McDermott Aviation has just entered the second year of a three-year contract with the State Government to supply the emergency aircraft.
Pilot Jason Box said the Bell 214B choppers were the most powerful single-engine helicopters in the world, with a top-speed of about 140 knots.
"Each one is equipped with a snorkel, which the pilot releases as the chopper comes towards the dip," he said.
"From there, it takes only 40 seconds to fill the 2700-litre tank."
That huge amount of water only takes about 40 knots off the Bell 214B's top speed, as it rushes back to douse the flames.
Guiding the big bombers on their way is the Bell 206 - soon to be replaced by the AS355.
These aircraft are flown under the direction of an air attack supervisor, who co-ordinates and advises the exact location of water drops for maximum effect.
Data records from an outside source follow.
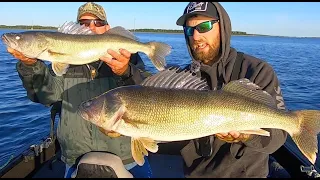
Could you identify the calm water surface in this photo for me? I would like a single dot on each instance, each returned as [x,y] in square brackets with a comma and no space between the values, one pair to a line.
[295,60]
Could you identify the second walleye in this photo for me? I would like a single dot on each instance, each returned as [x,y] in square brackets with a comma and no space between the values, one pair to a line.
[75,44]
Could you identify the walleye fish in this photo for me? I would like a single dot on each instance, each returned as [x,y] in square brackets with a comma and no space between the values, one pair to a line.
[174,106]
[75,44]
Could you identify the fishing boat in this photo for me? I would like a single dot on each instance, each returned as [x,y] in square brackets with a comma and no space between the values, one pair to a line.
[43,161]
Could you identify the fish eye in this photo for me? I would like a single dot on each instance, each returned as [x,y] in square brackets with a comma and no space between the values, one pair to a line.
[88,103]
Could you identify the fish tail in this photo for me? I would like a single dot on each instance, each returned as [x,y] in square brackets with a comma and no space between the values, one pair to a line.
[158,53]
[306,137]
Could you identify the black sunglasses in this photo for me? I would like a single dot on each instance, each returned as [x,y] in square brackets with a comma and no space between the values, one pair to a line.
[97,22]
[201,28]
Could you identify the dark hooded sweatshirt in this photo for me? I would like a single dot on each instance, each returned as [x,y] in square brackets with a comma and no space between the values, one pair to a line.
[249,159]
[77,136]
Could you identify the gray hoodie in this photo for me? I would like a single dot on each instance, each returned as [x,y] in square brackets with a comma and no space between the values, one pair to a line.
[249,159]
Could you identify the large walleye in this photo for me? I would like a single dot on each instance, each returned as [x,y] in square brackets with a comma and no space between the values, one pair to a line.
[75,44]
[171,106]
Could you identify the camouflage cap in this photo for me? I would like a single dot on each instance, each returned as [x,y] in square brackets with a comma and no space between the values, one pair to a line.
[92,8]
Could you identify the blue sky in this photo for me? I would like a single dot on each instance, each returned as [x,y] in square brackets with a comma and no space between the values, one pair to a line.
[271,18]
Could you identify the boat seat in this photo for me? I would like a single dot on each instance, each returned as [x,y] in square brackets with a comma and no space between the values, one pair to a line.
[100,165]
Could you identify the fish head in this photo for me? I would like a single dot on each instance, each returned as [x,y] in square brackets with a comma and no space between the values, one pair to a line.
[100,110]
[30,44]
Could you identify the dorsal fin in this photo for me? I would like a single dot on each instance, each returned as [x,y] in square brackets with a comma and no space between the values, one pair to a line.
[248,89]
[174,78]
[74,28]
[118,30]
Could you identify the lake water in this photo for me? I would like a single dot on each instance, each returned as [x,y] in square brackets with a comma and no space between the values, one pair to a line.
[295,60]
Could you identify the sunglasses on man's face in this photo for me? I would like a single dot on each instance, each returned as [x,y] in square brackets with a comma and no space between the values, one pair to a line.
[201,28]
[97,22]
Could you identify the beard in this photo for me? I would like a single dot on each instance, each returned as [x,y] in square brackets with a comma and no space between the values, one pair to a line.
[207,57]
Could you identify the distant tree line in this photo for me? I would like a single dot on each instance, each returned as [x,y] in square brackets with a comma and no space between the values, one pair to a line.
[132,30]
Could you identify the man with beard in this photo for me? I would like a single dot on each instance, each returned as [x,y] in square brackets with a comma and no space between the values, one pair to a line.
[207,30]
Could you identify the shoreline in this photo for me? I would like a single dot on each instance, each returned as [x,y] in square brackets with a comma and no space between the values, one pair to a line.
[155,32]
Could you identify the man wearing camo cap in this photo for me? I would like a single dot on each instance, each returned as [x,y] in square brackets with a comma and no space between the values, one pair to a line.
[77,136]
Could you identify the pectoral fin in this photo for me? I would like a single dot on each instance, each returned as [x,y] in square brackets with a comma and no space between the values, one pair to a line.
[109,133]
[260,132]
[59,68]
[139,148]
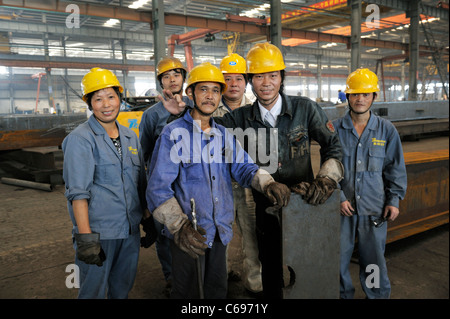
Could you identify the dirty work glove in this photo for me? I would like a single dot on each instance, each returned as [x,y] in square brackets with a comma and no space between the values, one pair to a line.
[190,240]
[320,190]
[148,226]
[279,194]
[300,188]
[89,249]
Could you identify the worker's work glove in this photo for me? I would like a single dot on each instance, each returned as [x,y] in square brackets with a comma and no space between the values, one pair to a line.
[191,241]
[300,188]
[330,174]
[89,249]
[320,190]
[148,226]
[279,194]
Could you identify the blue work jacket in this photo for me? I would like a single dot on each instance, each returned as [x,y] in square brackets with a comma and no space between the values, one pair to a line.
[113,187]
[189,163]
[375,172]
[152,122]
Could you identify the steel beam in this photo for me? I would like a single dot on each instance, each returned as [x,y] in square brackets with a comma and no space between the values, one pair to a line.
[404,5]
[199,22]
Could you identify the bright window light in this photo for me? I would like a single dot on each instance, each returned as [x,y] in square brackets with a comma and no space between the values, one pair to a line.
[111,22]
[138,4]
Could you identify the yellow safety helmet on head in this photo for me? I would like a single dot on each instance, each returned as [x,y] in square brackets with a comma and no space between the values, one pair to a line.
[206,72]
[362,81]
[97,79]
[168,63]
[233,63]
[263,58]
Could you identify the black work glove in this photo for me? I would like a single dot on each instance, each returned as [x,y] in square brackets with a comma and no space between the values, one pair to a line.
[320,190]
[148,226]
[190,240]
[89,249]
[279,194]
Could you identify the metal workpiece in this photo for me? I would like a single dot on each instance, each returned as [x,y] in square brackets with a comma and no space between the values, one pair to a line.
[311,237]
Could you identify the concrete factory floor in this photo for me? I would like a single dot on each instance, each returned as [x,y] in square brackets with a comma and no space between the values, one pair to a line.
[36,248]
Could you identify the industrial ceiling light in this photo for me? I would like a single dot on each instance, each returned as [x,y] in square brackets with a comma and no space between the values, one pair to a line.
[111,22]
[138,4]
[209,37]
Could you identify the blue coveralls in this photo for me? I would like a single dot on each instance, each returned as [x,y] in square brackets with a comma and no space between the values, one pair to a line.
[375,176]
[115,190]
[189,163]
[152,122]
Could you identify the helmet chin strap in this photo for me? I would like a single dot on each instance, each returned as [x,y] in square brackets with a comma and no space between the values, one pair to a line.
[201,112]
[360,113]
[262,103]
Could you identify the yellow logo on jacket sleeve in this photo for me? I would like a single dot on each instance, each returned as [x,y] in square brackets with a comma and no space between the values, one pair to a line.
[378,142]
[132,150]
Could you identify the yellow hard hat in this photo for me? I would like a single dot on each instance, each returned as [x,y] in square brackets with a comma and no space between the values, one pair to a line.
[206,72]
[168,63]
[233,63]
[263,58]
[362,81]
[97,79]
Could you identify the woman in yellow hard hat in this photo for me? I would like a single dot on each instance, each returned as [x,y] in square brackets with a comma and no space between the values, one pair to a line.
[374,182]
[193,162]
[105,188]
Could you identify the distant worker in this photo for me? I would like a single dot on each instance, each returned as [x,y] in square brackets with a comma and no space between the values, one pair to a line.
[105,184]
[341,97]
[234,69]
[171,75]
[374,183]
[194,158]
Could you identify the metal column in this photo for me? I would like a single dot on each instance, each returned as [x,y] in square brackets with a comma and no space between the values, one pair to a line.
[159,33]
[275,23]
[413,15]
[355,22]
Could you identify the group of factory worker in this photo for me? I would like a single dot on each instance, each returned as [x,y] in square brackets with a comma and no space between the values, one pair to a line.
[188,177]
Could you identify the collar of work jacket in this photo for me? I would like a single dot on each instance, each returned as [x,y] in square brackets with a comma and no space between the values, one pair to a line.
[98,129]
[286,109]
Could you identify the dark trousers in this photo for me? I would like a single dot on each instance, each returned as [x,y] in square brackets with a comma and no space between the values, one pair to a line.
[213,268]
[268,234]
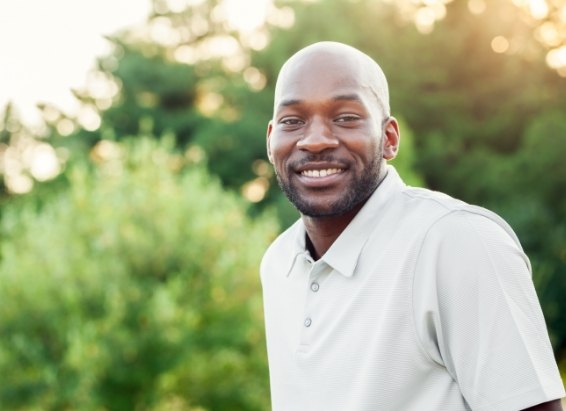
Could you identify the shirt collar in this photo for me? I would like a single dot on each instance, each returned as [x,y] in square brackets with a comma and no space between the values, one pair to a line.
[344,253]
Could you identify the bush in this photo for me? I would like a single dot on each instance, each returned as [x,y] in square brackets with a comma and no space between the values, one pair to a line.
[135,288]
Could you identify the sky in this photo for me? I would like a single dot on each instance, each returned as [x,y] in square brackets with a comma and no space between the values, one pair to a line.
[48,47]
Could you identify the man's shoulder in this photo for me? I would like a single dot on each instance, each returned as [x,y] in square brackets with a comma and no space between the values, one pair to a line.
[284,245]
[451,214]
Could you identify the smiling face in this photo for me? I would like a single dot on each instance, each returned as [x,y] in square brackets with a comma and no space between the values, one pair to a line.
[326,139]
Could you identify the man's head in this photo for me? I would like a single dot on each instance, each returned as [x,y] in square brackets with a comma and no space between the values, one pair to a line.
[331,130]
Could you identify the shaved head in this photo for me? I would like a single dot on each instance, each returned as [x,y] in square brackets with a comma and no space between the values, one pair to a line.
[319,58]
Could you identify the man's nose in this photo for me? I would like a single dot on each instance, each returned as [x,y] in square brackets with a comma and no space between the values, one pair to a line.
[318,137]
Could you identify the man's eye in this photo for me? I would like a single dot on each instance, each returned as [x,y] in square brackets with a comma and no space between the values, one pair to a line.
[346,118]
[290,121]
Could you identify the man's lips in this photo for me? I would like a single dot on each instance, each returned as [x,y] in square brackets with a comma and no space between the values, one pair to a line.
[320,174]
[317,173]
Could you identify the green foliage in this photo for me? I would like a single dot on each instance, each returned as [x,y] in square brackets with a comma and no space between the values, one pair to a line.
[134,288]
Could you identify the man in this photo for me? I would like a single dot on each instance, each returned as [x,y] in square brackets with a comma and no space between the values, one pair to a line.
[383,296]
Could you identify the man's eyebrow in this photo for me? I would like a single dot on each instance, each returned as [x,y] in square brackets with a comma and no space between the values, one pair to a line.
[347,97]
[340,97]
[290,102]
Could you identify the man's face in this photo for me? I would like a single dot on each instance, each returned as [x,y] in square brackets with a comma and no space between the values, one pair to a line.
[325,139]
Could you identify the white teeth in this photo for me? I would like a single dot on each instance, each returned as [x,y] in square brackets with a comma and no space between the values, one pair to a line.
[321,173]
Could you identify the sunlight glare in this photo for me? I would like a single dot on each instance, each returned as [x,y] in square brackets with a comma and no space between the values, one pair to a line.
[476,6]
[500,44]
[246,16]
[44,162]
[538,8]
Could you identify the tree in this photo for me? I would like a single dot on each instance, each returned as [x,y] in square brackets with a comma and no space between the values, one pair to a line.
[134,288]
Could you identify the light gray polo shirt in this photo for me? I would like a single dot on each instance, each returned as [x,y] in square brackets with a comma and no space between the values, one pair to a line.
[423,303]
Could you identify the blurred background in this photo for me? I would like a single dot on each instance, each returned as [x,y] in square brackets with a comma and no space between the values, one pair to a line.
[136,199]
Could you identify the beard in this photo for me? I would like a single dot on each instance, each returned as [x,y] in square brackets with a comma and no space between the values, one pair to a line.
[360,189]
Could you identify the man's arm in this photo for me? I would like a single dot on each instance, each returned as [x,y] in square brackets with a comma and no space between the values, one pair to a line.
[547,406]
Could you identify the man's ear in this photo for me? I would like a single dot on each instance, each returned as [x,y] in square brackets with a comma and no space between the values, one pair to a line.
[391,139]
[269,130]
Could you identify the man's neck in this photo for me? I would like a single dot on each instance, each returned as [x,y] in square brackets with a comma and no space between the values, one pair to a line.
[323,231]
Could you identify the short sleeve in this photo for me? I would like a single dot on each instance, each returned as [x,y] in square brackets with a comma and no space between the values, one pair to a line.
[477,314]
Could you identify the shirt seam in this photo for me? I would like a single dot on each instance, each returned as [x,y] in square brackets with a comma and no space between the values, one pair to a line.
[414,272]
[539,389]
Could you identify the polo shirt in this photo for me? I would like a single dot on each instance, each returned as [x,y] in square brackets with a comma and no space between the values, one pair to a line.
[423,302]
Rural Fire Service Queensland Assistant Commissioner Neil Gallant said a fourth helicopter could also be called upon year round to provide additional firefighting and rescue capability.
"These three aircraft will have an initial response area of 120 kilometres from Archerfield, and will be available, from August to November," he said.
"In addition to our contract with McDermott Aviation, QFES also has access to over 90 aircraft across the state, which are available on a call when needed basis, throughout the fire season."
Preparations for the fire season are well under way, with crews across Queensland undertaking hazard reduction burns as part of Operation Cool Burn.
"Our Air Operations Unit has also overseen a variety of aerial firefighting training workshops for rural and urban firefighters across Queensland in order to tackle the season head-on," Mr Gallant said.